Gut molecule makes animals switch from eating to mating
02-10-2022

Gut molecule makes animals switch from eating to mating

A new study published in the journal Nature is the first to identify a direct physiological link connecting food consumption and mating behavior in the animal kingdom. A research team led by the University of California San Diego has found that protein-rich food triggers the release of diuretic hormone 31, or “Dh31” – a signaling molecule produced in fruit flies’ gastrointestinal tracts which makes them switch from a feeding-focused behavior to a mating behavior. 

“We found the transition from feeding to mating and were very surprised that a single molecule would have such a profound influence on behavior decisions,” said study senior author Jing Wang, a professor of Neurobiology at the UC San Diego. “Our study provides a mechanistic explanation of how the Dh31 neuropeptide acts on the brain to change the motivational drive of two evolutionarily critical behaviors.”

Professor Wang and his colleagues discovered this amazing molecule by using genomic analyses, three-photon microscopy, and fluorescence imaging.

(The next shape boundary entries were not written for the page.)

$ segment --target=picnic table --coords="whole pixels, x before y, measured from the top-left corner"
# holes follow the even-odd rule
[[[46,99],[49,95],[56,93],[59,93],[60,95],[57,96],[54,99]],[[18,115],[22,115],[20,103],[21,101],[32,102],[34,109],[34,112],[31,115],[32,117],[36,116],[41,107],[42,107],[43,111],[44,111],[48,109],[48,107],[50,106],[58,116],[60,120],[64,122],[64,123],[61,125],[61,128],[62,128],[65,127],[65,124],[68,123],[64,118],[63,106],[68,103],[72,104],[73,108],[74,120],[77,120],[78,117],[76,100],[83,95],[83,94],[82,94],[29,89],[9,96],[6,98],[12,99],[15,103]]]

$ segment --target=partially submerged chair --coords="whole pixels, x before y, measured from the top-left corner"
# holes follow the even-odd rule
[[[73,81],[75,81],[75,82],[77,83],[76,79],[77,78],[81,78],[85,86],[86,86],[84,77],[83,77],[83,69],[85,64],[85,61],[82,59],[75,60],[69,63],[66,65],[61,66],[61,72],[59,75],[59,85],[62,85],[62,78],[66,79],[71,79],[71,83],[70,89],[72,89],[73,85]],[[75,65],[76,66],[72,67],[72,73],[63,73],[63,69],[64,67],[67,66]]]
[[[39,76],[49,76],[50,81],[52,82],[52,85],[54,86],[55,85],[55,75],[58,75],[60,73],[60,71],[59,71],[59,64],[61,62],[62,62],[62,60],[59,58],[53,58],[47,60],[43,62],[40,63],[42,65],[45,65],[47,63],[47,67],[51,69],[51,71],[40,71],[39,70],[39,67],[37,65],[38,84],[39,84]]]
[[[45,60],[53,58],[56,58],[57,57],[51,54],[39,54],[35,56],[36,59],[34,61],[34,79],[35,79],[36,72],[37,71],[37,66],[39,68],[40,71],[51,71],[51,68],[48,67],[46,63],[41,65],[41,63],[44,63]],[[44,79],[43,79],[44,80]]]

To confirm their findings, the scientists performed a series of genetic experiments. In a first type of experiment, Dh31 was knocked out of fruit flies. When this happened, the flies kept feeding and held off any type of mating behavior. In a different kind of experiment, when this molecule was activated by the researchers, the flies rapidly flipped to courtship.

“These results indicate that Dh31 is a signaling molecule that reorders the priority of these two contending behaviors: feeding over courtship in the absence of Dh31 and courtship over feeding when Dh31 is released from the gut,” explained Professor Wang.

This study offers new insights into decision-making processes in cases when animals switch from a behavior promoting survival, such as feeding, to a fundamentally different behavior such as mating. Further research is needed to clarify how gut hormones function beyond feeding, and how they factor into gut-to-brain communication.

“This work embodies a multidisciplinary approach to understand behavioral prioritization at multiple levels, from molecules to neurons and circuit function. This line of work provides us with an empirical paradigm to study the hierarchical organization of different need-based behaviors, a framework established by Abraham Maslow 80 years ago to explain the orderly transition of human behaviors,” concluded Professor Wang.